Although many chromosomal abnormalities are debilitating or fatal, sometimes the only indication of a parent’s chromosomal abnormality is reproductive difficulty. Abnormalities can include deletions, duplications, and genetic rearrangements where sections of chromosomes have been shuffled around.
Despite being otherwise healthy, parents with chromosomal abnormalities might have trouble producing eggs or sperm with a full set of normal chromosomes. A chromosomal analysis visually examines the parents’ chromosomes for any major structural anomalies. Because this is a visual test, it only detects large chromosomal changes containing multiple genes; it is not a genetic analysis that will detect gene-specific mutations.
Physiology
One of the most common forms of chromosomal abnormalities in healthy individuals is a translocation. This is what happens when a chromosome breaks and one or more fragments reattach to a different chromosome. In this scenario, the person usually still has all of the genes required for full health, but when their chromosomes are sorted to produce sperm or eggs, those sex cells might not be formed with a full set of the genes required for life.
Published clinical data
Chromosomal abnormalities are recognized to be a common source of infertility.

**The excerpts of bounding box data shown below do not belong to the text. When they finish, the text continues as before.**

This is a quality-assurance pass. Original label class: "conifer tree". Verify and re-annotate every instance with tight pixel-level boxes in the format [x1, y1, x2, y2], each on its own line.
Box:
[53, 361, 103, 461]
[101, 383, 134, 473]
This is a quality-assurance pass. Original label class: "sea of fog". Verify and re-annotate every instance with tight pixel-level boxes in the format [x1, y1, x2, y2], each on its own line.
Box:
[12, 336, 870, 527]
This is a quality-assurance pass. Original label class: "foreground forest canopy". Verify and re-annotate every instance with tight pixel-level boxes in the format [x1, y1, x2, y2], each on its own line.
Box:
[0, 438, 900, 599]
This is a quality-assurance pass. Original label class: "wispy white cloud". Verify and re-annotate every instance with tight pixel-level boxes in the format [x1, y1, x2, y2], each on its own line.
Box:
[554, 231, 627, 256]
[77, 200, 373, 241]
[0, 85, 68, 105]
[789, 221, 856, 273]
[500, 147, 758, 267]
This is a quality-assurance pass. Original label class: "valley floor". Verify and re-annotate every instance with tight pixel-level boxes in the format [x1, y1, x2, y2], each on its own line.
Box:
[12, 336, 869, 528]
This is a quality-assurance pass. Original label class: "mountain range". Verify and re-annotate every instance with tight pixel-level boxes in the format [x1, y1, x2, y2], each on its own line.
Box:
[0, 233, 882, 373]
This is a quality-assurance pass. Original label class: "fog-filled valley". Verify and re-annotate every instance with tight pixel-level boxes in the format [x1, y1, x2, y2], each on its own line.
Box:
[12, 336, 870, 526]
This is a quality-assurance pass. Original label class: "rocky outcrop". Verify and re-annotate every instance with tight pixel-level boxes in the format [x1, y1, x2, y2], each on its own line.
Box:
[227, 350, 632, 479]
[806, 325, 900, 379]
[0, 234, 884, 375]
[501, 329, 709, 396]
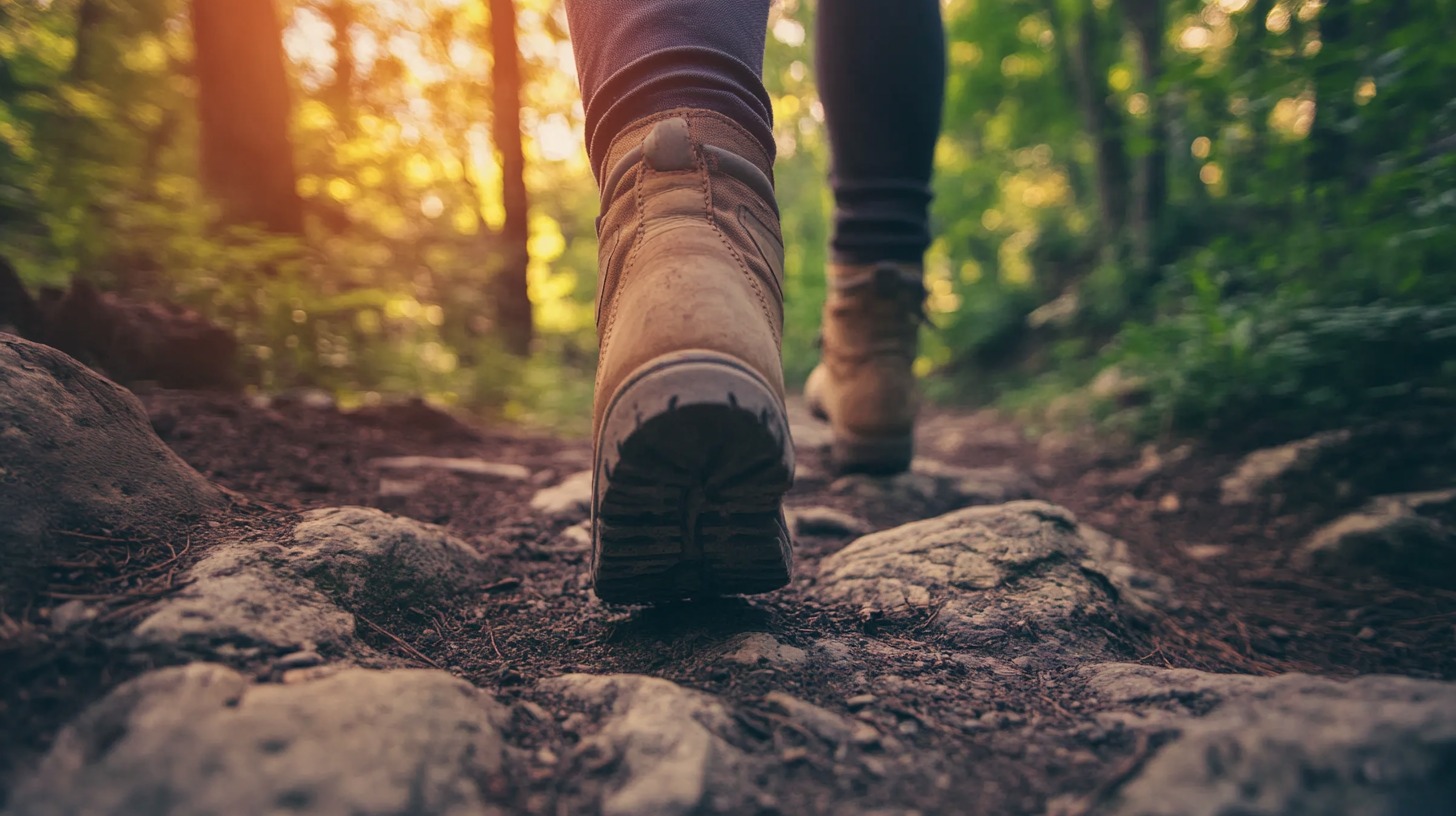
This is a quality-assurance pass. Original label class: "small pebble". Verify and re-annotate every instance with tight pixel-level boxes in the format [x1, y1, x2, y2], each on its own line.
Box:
[274, 648, 323, 672]
[849, 723, 879, 748]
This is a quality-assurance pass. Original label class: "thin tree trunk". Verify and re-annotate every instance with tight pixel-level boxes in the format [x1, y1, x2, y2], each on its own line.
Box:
[1044, 0, 1128, 258]
[192, 0, 303, 235]
[491, 0, 534, 356]
[1307, 0, 1354, 184]
[1123, 0, 1168, 271]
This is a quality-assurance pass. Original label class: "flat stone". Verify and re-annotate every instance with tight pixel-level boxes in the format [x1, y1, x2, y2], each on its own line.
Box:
[0, 335, 226, 595]
[812, 501, 1153, 657]
[1088, 664, 1456, 816]
[828, 459, 1034, 507]
[281, 507, 485, 605]
[132, 507, 485, 659]
[1296, 490, 1456, 586]
[531, 471, 591, 522]
[763, 691, 856, 748]
[370, 456, 531, 481]
[783, 506, 872, 536]
[1220, 430, 1353, 504]
[724, 632, 808, 667]
[51, 600, 100, 632]
[7, 663, 508, 816]
[539, 675, 751, 816]
[132, 544, 363, 657]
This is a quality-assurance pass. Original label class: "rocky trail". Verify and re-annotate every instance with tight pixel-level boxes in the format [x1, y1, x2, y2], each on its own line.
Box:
[0, 335, 1456, 816]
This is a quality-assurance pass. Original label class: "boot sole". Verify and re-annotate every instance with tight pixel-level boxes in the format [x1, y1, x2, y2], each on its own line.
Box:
[591, 351, 794, 603]
[807, 399, 914, 476]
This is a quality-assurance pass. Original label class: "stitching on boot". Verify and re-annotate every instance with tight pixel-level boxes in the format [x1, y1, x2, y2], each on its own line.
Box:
[687, 119, 783, 345]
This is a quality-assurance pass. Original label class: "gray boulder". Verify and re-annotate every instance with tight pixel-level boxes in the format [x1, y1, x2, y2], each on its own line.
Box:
[828, 459, 1035, 507]
[1088, 664, 1456, 816]
[1220, 430, 1353, 504]
[0, 334, 226, 590]
[812, 501, 1153, 656]
[134, 507, 485, 657]
[531, 471, 591, 522]
[1296, 490, 1456, 586]
[280, 507, 485, 606]
[132, 544, 363, 659]
[7, 663, 507, 816]
[539, 675, 751, 816]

Chromosomal abnormalities have also been linked to miscarriage. In a population of 2,382 couples who had experienced two or more consecutive miscarriages, 5.4% of the couples were found to have an abnormal set of chromosomes in at least one partner. When those couples with chromosomal abnormalities were followed through their next pregnancy, they were significantly more likely to have another miscarriage compared to couples without chromosomal abnormalities.